Het gaat in dit geding om een besluit tot afwijzing van een aanvraag om bijstand. Een aanvrager moet in het algemeen de feiten en omstandigheden aannemelijk maken die nopen tot inwilliging van die aanvraag. In dat kader dient de aanvrager de nodige duidelijkheid te verschaffen en volledige openheid van zaken te geven. Vervolgens is het aan het bijstandverlenend orgaan om in het kader van de onderzoeksplicht deze inlichtingen op juistheid en volledigheid te controleren. Indien de betrokkene niet aan de wettelijke inlichtingen- of medewerkingsverplichting voldoet, is dit een grond voor weigering van de bijstand indien als gevolg daarvan het recht op bijstand niet kan worden vastgesteld.
4.3.
Het gegeven dat een bankrekening op naam van een betrokkene staat, brengt - behoudens tegenbewijs - mee dat het op die rekening staande tegoed een bestanddeel vormt van het vermogen waarover hij beschikt of redelijkerwijs kan beschikken.
4.4.
Niet in geschil zijn de in 1.2 genoemde transacties op rekening 4447 van appellante.
4.5.
De rechtbank heeft terecht geoordeeld dat appellante onvoldoende duidelijkheid heeft verschaft over haar financiële situatie. Appellante heeft niet aan de hand van objectieve en verifieerbare gegevens aannemelijk gemaakt wat met het in 3 vermelde bedrag van € 9.000,- is gebeurd en dat zij daar niet nog over kon beschikken. Appellante heeft geen bevredigende verklaring kunnen geven waarom bij de bijschrijving van dit bedrag “Spaargeld” staat vermeld. Verder komt de verklaring van appellante in de in 1.3 genoemde brief dat zij het geld aan de moeder van A heeft gegeven niet overeen met de verklaring van A in de in 1.5 genoemde brief dat appellante het geld aan hem heeft gegeven. Dat appellante ter zitting van de Raad heeft verklaard dat zij het geld aan A en zijn moeder samen heeft gegeven, doet aan het voorgaande niet af. Nu appellante onvoldoende duidelijkheid heeft verschaft over haar financiële situatie, heeft zij niet aannemelijk gemaakt dat zij in bijstandbehoevende omstandigheden verkeerde, als gevolg waarvan haar recht op bijstand niet kan worden vastgesteld.
4.6.
Uit 4.5 volgt dat het hoger beroep niet slaagt. De aangevallen uitspraak zal daarom worden bevestigd.

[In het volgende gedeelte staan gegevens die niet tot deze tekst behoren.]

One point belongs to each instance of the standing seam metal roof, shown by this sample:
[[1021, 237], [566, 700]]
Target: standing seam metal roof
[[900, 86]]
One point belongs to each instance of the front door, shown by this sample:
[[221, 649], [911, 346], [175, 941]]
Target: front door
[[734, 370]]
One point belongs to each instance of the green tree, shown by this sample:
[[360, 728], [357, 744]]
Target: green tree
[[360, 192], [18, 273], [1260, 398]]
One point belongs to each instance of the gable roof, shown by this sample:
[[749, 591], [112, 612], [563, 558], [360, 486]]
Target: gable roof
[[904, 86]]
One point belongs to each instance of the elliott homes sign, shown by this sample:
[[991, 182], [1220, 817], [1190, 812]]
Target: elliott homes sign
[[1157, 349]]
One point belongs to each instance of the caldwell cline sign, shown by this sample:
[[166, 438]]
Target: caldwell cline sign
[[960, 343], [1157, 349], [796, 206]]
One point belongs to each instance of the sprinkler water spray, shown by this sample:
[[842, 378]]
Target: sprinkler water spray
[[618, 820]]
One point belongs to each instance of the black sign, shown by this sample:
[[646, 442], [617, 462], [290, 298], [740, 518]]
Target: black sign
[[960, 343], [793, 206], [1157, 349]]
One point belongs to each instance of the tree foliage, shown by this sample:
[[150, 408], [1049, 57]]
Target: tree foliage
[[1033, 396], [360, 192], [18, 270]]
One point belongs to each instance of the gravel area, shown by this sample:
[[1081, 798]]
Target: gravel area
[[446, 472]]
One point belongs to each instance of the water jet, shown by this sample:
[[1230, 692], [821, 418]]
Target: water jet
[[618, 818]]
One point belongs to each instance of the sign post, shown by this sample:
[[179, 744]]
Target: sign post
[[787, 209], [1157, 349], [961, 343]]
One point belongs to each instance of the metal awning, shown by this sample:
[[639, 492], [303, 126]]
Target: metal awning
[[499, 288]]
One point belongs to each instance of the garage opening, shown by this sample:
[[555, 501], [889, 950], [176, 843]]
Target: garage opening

5. Voor een veroordeling in de proceskosten bestaat geen aanleiding.

BESLISSING

De Centrale Raad van Beroep bevestigt de aangevallen uitspraak.
Deze uitspraak is gedaan door M. ter Brugge, in tegenwoordigheid van S.A. de Graaff als griffier. De beslissing is uitgesproken in het openbaar op 10 april 2018.